Als Gründe für die nun angeordneten Kontrollen nannte das Ministerium zuletzt neben der Begrenzung der irregulären Migration auch den Schutz der inneren Sicherheit vor aktuellen Bedrohungen durch den islamistischen Terrorismus und vor grenzüberschreitender Kriminalität.
Schon die bisherigen Kontrollen wirken aus Sicht des Ministeriums. „Es gibt ein Fünftel weniger Asylanträge als im Vorjahr, ein Fünftel mehr Rückführungen, mehr als 30.000 Zurückweisungen an den deutschen Grenzen durch die Binnengrenzkontrollen seit Oktober 2023“, sagte eine Sprecherin.
„Mehr als 1.300 Schleuser wurden von Oktober 2023 bis Ende Juli 2024 an den Grenzen zu Polen, Tschechien, Österreich und der Schweiz aufgegriffen.“ Bei Zurückweisungen an der Grenze ist allerdings unklar, wie viele Menschen später doch nach Deutschland gelangen.
Wie wirken sich die bisherigen Kontrollen aus?
Die Bilanz ist gemischt. Von einem Zusammenbruch des Grenzverkehrs kann keine Rede sein, Störungen gibt es aber hier und dort.
In Mecklenburg-Vorpommern wurden keine signifikanten Verzögerungen an den Grenzübergängen von und nach Polen durch die Grenzkontrollen bekannt. „Wir haben keine Engpässe feststellen können und erwarten auch künftig keine Störungen“, sagte der Präsident des Landesverbands des Verkehrsgewerbes Mecklenburg-Vorpommern, Christian Joerß. Auch vom Tourismusverband kamen keine Klagen.
In Bayern, wo schon länger die Grenzen zu Österreich und Tschechien kontrolliert werden, kommt es immer wieder zu Staus und längeren Wartezeiten an den Übergängen.
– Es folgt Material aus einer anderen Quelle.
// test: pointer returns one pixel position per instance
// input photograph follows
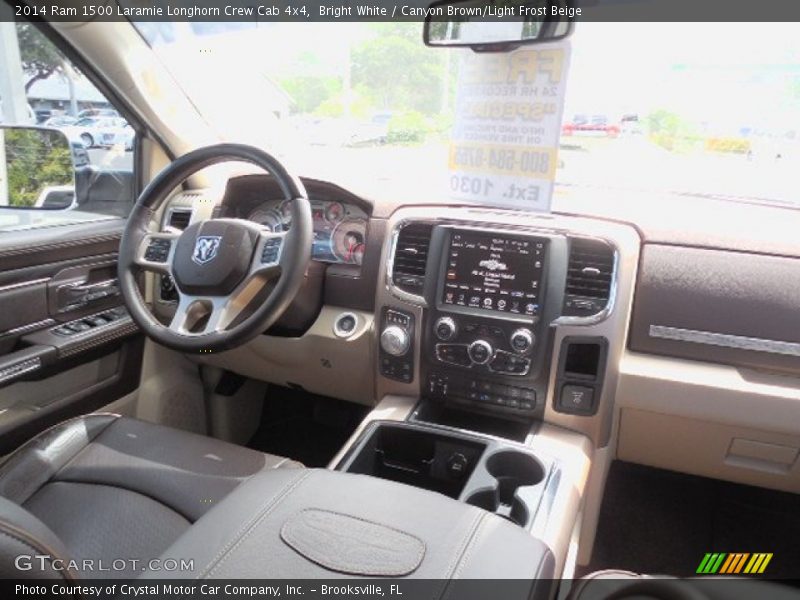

Davon sind Reisende ebenso betroffen wie Menschen, die aus beruflichen oder privaten Gründen über die Grenze pendeln.
In Baden-Württemberg gibt es bereits Kontrollen an der Grenze mit der Schweiz und seit dem Sommer auch zu Frankreich. Manchmal wirkt sich das auf den Verkehr aus wie beispielsweise an der Kehler Europabrücke, die sich über den Rhein nach Straßburg spannt. Kilometerlange Staus an den Grenzen zur Schweiz und Frankreich sind aber nicht bekannt.
An den drei schleswig-holsteinischen Grenzübergängen zu Dänemark kommt es immer mal wieder zu Staus auf dänischer Seite – was aber an dortigen Kontrollen liegt. Das ist vor allem dann der Fall, wenn viel Urlaubsverkehr herrscht. Die Grenzposten sind auf dänischer Seite aber nicht dauerhaft besetzt.
Was sagt die Wirtschaft?
Dort ist eine gewisse Sorge zu spüren. Grenzkontrollen könnten zu ärgerlichen Verzögerungen im Waren- und Reiseverkehr führen, sagte der Außenwirtschaftschef der Deutschen Industrie- und Handelskammer, Volker Treier.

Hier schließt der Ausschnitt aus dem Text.